When Paul talks about a gold standard, he means a genuine gold standard. In particular, the pseudo-gold standard favored by the supply-siders – fortunately less influential now than in 1987 – must be rejected. "The supply-siders, as led by Jack Kemp and Arthur Laffer, have advocated a type of gold standard, but in truth it is a pseudo-gold standard. It is actually a gold price rule whereby the Federal Reserve adjusts monetary policy dependent on the gold price." (p.140)
Paul, the foremost Misesian in politics, aptly brings out the importance of the gold standard for a free society. Lack of economic freedom leads a society to tyranny; and money free of government control is essential to a free economy: "When a society accepts irredeemable fiat money, one can be sure the fundamentals of freedom are being threatened, and it’s only a matter of time before an abusive dictatorship emerges that controls all aspects of our lives if the concept of fiat money is not rejected." (p.118)
This is no mere theoretical speculation. According to Hayek, inflation, combined with rigid price control, was a principal component of Nazi economic policy: "There is something much worse than an open inflation and I’m [Hayek] afraid that’s what you’re headed for, a continued increase in the quantity of money with government prohibitions against price rises – ‘repressed inflation’ as I like to call it. . .Hitler followed this practice throughout his regime. Despite the colossal monetary expansion, prices remained constant because people were shot if they raised prices." (p. 119)
Besides his expertise in Austrian economics, Paul has also studied closely the great political philosophers. He points out that John Locke emphasized the connection between individual freedom and sound money: "For Locke, the right to possess, use, and to store up money is fundamental.
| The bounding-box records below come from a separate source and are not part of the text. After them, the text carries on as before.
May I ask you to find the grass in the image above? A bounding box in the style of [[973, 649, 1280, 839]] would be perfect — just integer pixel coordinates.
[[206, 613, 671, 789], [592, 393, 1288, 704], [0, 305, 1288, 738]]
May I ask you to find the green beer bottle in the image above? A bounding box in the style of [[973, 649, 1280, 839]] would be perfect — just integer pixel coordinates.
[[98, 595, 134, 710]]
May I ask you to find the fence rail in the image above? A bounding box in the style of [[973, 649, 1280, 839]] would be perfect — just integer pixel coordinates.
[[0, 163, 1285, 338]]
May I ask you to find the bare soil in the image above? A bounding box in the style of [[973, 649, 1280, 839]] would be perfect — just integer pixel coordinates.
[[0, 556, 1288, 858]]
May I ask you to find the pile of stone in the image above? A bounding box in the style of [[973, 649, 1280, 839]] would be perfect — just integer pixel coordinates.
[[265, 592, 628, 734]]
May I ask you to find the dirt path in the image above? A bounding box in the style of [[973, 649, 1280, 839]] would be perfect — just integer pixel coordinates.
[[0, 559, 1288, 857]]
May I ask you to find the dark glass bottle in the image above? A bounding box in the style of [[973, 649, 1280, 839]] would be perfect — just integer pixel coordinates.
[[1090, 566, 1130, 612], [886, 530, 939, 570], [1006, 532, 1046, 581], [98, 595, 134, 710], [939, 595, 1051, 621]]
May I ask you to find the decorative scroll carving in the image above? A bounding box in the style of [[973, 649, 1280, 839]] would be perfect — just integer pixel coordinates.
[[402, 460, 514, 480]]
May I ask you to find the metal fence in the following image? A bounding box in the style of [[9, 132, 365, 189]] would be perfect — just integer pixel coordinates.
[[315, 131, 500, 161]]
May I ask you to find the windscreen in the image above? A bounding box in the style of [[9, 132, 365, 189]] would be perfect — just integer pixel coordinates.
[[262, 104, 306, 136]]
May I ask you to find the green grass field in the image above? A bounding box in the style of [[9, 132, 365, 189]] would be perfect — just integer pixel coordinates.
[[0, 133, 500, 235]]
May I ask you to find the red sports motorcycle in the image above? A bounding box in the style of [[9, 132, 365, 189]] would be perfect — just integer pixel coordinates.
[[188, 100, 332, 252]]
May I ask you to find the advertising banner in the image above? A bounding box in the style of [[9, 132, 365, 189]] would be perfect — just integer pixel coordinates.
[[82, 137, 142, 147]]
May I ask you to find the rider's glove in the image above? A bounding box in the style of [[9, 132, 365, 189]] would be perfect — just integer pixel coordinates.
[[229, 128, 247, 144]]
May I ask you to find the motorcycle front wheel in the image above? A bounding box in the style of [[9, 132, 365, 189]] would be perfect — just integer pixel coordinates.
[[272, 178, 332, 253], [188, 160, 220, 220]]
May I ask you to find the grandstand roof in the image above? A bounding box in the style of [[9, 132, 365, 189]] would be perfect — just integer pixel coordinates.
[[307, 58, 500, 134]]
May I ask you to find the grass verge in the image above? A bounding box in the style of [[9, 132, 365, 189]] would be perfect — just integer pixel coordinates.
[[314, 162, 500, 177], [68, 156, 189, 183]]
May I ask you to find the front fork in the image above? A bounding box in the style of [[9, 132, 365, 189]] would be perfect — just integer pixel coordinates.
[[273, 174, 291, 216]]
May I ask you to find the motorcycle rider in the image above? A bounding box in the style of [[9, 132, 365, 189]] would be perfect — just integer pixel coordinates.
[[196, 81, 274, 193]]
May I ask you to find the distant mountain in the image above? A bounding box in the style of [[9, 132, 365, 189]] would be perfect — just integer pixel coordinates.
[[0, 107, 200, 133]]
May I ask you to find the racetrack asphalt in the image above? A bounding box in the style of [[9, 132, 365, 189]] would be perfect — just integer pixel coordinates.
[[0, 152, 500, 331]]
Like the ownership of property, it is not conferred on the individual by society, but rather civil society has been established to protect this right." (p. 123, quoting S. Herbert Frankel)
Paul assails fiat money with a formidable variety of weapons. Not only is fiat money economically unsound, it is also unconstitutional. Where does the Constitution grant the federal government the right to issue paper money unbacked by gold or silver? "Congress is explicitly given power to coin money in Article 1, Section A, but no similar power was given to print fiat money." (p.100)
Throughout his career in Congress, Ron Paul has trenchantly criticized America’s interventionist foreign policy, assailing it as a gross departure from the wisdom of Washington and Jefferson. In particular, he has resolutely opposed the Bush Administration’s disastrous and immoral Iraq War. If we had a sound monetary system, aggressive wars of this sort would be rendered difficult, if not outright impossible, to undertake. If the government wanted to launch an aggressive war, it would have to obtain the money to do so through tax increases or borrowing. It could not disguise the immense costs by the use of inflation, as it does now.
In his Foreword to Freedom Under Siege, Lew Rockwell aptly remarks: "We have not seen Ron Paul’s like in Washington since the days of the Founding Fathers. . . .On the economy, civil liberties, the IRS, foreign policy, the draft, and the Power Elite, he takes the hardcore libertarian position. He is the 20th century’s Thomas Jefferson." (p. x) Ron Paul’s campaign for President offers us an unprecedented opportunity to promote freedom.